Dhal with eggplant and tomato
Dhal is a filling, warming stew made from lentils. Originating on the Indian subcontinent, the many kinds of dhal (also spelled 'dahl' or 'dal') have around 25 per cent protein by weight, which is comparable to meat.
For this recipe, any kind will do, for example brown or French ('puy') lentils, but it's best with red lentils, as they're quick and dissolve into a porridge easily.
Don't be put off by the list of spices; guessing quantities won't change it much. Some chilli flakes or cayenne will give this more kick.

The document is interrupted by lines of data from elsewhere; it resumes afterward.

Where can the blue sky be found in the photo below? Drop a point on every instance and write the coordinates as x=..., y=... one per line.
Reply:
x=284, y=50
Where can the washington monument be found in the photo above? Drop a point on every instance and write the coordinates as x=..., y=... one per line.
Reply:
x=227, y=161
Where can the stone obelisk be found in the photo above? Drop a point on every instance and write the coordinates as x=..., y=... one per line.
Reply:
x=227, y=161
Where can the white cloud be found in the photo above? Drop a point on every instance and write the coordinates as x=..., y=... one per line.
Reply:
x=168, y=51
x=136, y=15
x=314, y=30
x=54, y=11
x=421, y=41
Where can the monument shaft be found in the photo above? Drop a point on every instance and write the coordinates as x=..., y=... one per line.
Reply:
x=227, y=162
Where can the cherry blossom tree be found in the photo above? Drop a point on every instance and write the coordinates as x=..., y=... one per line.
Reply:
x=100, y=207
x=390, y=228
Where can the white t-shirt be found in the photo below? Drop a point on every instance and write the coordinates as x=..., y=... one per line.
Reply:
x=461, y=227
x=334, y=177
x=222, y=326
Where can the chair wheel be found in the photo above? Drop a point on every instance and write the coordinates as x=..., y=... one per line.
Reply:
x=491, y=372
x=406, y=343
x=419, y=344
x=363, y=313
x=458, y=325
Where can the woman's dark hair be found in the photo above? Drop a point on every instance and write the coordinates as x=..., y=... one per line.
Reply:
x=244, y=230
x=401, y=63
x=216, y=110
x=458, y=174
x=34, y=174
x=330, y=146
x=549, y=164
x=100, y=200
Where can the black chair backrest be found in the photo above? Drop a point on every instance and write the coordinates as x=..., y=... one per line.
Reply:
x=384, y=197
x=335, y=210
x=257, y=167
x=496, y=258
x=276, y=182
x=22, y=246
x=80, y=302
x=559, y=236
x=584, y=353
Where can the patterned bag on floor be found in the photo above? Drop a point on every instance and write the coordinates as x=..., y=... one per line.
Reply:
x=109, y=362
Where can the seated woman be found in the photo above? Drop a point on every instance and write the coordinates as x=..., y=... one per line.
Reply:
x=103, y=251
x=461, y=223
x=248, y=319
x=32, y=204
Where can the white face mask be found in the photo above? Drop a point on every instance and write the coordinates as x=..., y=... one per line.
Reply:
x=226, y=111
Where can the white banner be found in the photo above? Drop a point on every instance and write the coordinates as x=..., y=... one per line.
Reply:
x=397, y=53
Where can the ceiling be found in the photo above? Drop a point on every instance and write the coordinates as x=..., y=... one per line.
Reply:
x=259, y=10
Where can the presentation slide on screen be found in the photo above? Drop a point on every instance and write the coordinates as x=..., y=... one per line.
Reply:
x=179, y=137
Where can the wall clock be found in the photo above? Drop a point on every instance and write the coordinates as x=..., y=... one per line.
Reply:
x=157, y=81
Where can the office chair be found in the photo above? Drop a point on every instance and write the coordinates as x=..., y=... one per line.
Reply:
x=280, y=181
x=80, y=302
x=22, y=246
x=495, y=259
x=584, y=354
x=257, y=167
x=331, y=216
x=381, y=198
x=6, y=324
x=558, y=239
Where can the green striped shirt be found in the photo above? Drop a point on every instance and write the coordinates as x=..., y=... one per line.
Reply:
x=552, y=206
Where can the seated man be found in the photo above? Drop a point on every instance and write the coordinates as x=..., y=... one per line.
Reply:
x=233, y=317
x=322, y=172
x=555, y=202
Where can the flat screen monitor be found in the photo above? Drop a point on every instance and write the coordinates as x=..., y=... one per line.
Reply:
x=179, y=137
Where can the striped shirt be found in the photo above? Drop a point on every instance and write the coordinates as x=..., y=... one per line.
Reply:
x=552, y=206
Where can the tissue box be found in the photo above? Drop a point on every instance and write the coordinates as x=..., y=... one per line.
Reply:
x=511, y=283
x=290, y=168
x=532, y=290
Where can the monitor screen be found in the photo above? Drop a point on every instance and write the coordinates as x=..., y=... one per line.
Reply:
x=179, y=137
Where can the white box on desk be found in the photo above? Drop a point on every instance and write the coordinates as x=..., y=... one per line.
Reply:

Taste as you go and remember, you can always add more spices but you can't remove them once they're in the pot.
Ingredients
2 cups lentils
1 brown onion, chopped
1 clove garlic, crushed
1/2-1 teaspoon crushed ginger
2 teaspoons ground cumin
1/2 teaspoon cumin seeds
1/2 teaspoon mustard seeds
1 teaspoon turmeric
1 tablespoon tomato paste
6 cups stock and/or water
1 tomato, chopped
1 eggplant, chopped
Salt
Method
In a heavy-bottomed large saucepan, cook onion in oil or ghee for 5 minutes, stirring. Add garlic and ginger. Stir.
Add tomato paste, seeds and ground cumin (and chilli or cayenne if using).
Add lentils and stock, bring to boil.
Simmer for about 40 minutes, stirring now and then.
Add chopped tomato and eggplant and cook 15 more minutes or until cooked. The texture should be thick and soupy.
Season with salt to taste.
Add hard-boiled eggs if desired - one for each person - and heat til warmed through.
Serve with rice, condiments and a vegetable curry.